Cherries and cherry juice are our allies against obesity, hypertension, hypercholesterolemia and inflammation. This emerges from a very recent scientific research that appeared in Nutrients magazine thanks to the work of an American team from Texas A&M University (Arbizu et al, Nutrients, 2023).
Obesity and its consequences
Obesity is a condition that is causing more and more cases to be recorded. It is estimated that 31% of the population in the United States is obese. The problem is that obesity brings with it an increase in inflammation and free radicals, which in turn, as a consequence, increase the risk of developing hypertension, hyperglycemia, dyslipidemia and hence cardiovascular disease and tumors. An active lifestyle and a healthy, balanced diet, which includes legumes, whole grains, fruit and vegetables, can do much to counteract obesity. In particular, foods rich in polyphenols are of considerable importance, as they are able to effectively combat obesity and its risks. Among all foods, cherries are a very interesting choice, both because they are very tasty and therefore are eaten willingly, and because they are a precious source of polyphenols with an anti-inflammatory and antioxidant action, such as phenolic acids and anthocyanins, which in addition give the beautiful dark red color to these fruits. Previous studies performed in the laboratory on a population of animals had already been able to show that the intake of cherries is able to reduce high blood sugar, but also triglycerides and bad LDL cholesterol in the case of a high-fat diet. Even studies carried out on humans had shown healthy properties not only of cherries but also of their juice, capable, two hours after ingestion, of reducing blood pressure with benefits on the heart. The study we are talking about today investigated the cardioprotective action of cherries and their juice, also testing it in the case of existing obesity.

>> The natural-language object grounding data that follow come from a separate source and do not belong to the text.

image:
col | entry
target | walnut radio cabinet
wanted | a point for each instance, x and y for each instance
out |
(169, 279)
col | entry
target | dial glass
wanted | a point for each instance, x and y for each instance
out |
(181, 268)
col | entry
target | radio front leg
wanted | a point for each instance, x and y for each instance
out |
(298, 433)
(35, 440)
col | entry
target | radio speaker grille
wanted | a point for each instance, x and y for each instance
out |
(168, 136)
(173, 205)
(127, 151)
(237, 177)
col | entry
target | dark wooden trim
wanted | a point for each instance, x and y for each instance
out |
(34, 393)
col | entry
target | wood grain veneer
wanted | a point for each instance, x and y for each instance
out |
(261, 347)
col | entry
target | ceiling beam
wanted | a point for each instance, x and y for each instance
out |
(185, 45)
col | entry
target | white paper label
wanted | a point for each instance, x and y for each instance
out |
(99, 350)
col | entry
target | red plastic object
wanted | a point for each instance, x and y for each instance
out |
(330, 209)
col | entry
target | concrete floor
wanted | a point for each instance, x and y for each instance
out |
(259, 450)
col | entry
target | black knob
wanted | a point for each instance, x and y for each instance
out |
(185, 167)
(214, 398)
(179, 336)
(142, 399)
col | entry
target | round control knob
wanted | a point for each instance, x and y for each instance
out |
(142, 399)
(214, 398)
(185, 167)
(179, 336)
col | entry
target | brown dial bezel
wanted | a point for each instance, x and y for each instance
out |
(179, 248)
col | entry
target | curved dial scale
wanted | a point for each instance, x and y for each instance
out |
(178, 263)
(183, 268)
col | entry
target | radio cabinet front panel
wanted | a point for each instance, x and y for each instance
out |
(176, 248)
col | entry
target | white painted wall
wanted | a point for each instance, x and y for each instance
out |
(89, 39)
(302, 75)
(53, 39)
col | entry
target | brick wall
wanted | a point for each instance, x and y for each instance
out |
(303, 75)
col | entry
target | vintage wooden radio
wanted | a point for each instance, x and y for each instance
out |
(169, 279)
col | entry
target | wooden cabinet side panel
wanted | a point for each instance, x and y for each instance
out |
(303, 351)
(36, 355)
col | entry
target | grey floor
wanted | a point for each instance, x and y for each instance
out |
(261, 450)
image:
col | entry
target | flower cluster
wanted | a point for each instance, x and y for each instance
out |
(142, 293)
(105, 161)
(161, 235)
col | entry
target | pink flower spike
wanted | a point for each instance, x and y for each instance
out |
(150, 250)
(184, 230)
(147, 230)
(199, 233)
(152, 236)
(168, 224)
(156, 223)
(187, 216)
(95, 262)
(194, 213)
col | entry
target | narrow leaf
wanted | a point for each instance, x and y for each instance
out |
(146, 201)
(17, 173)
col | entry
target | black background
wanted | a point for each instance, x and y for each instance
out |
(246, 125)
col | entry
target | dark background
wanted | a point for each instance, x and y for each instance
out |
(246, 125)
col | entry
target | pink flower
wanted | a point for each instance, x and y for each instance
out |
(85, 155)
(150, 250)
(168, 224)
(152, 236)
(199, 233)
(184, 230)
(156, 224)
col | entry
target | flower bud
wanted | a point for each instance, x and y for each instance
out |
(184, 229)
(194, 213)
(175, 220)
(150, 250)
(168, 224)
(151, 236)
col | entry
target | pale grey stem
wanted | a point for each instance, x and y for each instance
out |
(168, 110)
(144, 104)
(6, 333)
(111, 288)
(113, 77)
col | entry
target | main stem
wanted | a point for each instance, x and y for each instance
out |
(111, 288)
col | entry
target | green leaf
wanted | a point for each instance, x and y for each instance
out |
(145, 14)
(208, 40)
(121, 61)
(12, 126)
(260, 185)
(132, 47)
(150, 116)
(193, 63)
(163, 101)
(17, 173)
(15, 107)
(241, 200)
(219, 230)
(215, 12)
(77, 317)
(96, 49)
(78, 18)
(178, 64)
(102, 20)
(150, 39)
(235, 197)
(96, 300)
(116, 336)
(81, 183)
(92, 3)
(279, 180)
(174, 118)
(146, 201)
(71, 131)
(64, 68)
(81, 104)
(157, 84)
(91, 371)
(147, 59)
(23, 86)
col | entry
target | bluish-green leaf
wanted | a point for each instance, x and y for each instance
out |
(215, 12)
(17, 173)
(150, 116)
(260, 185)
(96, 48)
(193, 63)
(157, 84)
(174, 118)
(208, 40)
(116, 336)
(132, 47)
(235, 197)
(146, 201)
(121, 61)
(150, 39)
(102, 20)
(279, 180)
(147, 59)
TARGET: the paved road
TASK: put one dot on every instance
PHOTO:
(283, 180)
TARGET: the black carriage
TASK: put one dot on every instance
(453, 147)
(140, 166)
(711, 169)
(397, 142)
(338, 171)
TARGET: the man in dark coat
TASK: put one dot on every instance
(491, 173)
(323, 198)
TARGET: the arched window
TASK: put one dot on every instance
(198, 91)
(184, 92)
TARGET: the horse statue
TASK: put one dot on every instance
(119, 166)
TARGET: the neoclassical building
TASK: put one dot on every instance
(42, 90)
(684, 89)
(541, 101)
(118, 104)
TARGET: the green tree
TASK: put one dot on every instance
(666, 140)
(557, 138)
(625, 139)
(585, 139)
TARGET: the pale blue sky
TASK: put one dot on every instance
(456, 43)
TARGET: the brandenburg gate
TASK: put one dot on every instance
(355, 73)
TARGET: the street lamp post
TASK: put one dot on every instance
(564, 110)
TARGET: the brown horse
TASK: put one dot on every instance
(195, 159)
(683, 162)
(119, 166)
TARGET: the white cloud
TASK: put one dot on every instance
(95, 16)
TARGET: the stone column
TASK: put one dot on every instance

The cardioprotective properties of cherry juice, the study
The scientists recruited 40 people, all adults and obese. Half of the volunteers were asked to drink 200 ml of cherry juice twice a day for one month. The other half were offered a placebo instead. Before and after the experiment, the volunteers underwent medical examinations and blood tests. What emerged was that, after a month, those who had taken the cherry juice did not show weight gain while this was observed in the placebo group. Not only that, the noteworthy fact was that, in the group that had taken the cherry juice, both the systolic and diastolic blood pressures showed a reduction in their values. This effect was greater in the case of higher body mass index, the parameter by which obesity is calculated. High body mass indexes are generally associated with high blood pressure, so cherry juice showed a higher effect in cases where there was a greater need for action. In addition to what has just been stated, cherry juice also made it possible to reduce circulating pro-inflammatory substances. Instead, no effects were recorded with regard to blood sugar, cholesterol and triglycerides, but this fact was expected as the study participants had values within the normal range. Further studies will have to follow to verify the action of cherries in case of altered values of cholesterol, triglycerides and blood sugar.
Cherries and, when it is not in season, cherry juice are therefore valid allies in the fight against obesity and its consequences. In any case, as far as juice is concerned, it is important to choose it without added sugar and you should never overdo it, always trying to integrate it into a healthy, varied and fiber-rich diet. In fact, even fibers, which are found in the whole fruit, help to counteract overweight and alterations in cholesterol and blood sugar.